Gurbette çok aç yatanlar oldu, fakat kimsenin haberi olmadı; pek çok ölen oldu, onlara da kimse göz yaşı dökmedi.
“Bununla beraber şunu da düşündüm. Düşmanlar arkamdan gülerek beni kötülerler; çoluk çocuğum hakkındaki gayretimi bilmezler de bu yolda hareketimi insaniyetsiz olduğumu söyleyerek derler:
“Gece gündüz hep kendini düşündüğünden çoluk çocuğunun gecesi gündüzü olmayan şu düşüncesiz adam, âlemde rahat yüzü görmesin.”

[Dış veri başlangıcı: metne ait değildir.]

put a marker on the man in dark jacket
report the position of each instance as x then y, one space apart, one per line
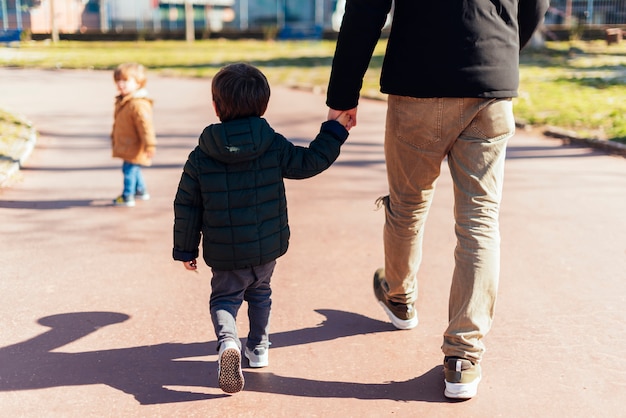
232 194
450 69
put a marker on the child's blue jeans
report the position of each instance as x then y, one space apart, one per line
133 180
229 289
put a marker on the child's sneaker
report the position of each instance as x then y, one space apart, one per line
142 195
122 201
230 377
462 378
258 357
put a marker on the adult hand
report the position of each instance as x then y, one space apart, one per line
190 265
333 114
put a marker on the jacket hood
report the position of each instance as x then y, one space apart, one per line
237 140
141 93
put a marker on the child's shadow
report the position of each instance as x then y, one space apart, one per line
146 372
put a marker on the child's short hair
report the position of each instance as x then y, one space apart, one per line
131 69
240 91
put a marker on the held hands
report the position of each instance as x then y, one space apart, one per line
346 117
191 265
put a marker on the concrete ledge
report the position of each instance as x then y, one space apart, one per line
569 137
20 151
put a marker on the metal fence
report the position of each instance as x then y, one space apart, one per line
586 12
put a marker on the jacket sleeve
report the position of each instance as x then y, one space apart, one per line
361 27
530 15
302 162
142 115
188 210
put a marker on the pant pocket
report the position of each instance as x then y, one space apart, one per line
494 122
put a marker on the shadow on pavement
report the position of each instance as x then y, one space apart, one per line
150 373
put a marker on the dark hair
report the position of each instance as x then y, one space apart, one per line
239 91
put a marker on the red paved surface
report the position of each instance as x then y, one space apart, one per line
98 321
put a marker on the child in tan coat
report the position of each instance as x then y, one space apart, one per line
133 138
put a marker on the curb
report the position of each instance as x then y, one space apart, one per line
13 167
568 137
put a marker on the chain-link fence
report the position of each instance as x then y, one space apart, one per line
586 12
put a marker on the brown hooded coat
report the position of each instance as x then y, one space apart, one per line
133 138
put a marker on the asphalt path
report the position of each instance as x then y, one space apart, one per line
99 321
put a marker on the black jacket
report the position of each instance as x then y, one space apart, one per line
436 48
232 191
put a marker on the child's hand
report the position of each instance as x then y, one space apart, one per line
190 265
346 117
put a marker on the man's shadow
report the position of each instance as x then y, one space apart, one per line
146 372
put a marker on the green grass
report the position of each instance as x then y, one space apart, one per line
576 86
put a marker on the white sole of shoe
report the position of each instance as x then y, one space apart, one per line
397 322
261 362
461 390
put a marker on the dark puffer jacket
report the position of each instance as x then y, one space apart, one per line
436 48
232 192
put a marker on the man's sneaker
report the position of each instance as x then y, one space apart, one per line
402 316
230 377
462 378
258 357
122 201
142 195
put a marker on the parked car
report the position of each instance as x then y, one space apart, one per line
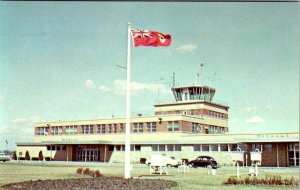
169 161
203 161
4 157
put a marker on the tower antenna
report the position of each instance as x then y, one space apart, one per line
200 75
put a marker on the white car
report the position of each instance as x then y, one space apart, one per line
169 161
4 157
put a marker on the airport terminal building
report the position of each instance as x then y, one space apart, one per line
192 126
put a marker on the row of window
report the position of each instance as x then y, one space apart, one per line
216 114
172 126
100 129
198 147
56 148
176 147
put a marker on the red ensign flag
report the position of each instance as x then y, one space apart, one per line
150 38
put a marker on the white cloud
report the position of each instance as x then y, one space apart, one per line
250 109
268 107
104 88
20 120
255 120
187 47
119 88
89 84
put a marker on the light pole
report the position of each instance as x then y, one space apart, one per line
6 143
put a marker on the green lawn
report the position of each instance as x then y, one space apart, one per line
12 172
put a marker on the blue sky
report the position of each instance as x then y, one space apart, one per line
58 61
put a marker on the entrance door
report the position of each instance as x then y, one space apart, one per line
88 154
293 152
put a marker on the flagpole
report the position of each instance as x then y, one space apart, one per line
127 137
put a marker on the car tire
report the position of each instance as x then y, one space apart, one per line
190 165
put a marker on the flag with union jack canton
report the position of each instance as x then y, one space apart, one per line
150 38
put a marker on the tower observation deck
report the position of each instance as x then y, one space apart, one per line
193 93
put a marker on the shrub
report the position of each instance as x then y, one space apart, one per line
86 171
89 172
267 180
98 174
143 160
79 170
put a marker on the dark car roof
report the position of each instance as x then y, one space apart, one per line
205 157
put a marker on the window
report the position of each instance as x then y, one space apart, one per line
151 127
121 128
256 147
154 148
109 128
162 148
71 130
137 147
101 129
86 129
43 131
233 147
118 148
213 129
196 128
115 128
177 147
213 147
224 147
197 147
56 130
173 126
267 147
170 147
205 147
138 127
111 148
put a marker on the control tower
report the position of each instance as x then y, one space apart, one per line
193 93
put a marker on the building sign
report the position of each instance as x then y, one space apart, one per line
69 140
270 136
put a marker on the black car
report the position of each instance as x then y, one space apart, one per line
203 161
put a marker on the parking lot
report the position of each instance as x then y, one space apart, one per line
14 171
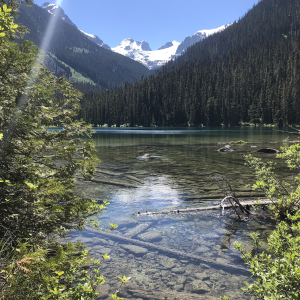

Oysa biliyorsunuz hesap işlerinde oldukça bilgi sahibiyim. Eğer sizin aracılığınızla bir işe girebilirsem şu darlıktan kurtulur, size ömrüm oldukça minnettar kalırım.”
Bunun üzerine ben şöyle dedim: “Arkadaş, devlet hizmeti iki taraflıdır. Refaha ermek imkânı olduğu gibi, canını vermek ihtimali de vardır. Bence, o ümitle bu tehlikeyi göze almak akıllı işi değildir.”
Fakirin evine tarla tezek vergisi ver, diye kimse gelmez. Fakirlik çok zordur ama, devlette makam mevki sahibi olmanın da yolu pek tehlikelidir.
Arkadaşım dedi ki: “Bu söz, benim halime uygun bir söz değildir ve benim soruma cevap olmaz. İşitmedin mi ki tecrübe sahipleri ne demişlerdir: Hesapta eli titreyenler, hıyanet sahibi olanlardır.”
Hakk’in rızâsını çeken doğruluktur. Doğru yolda gidenlerden sapıklık çok uzaktır.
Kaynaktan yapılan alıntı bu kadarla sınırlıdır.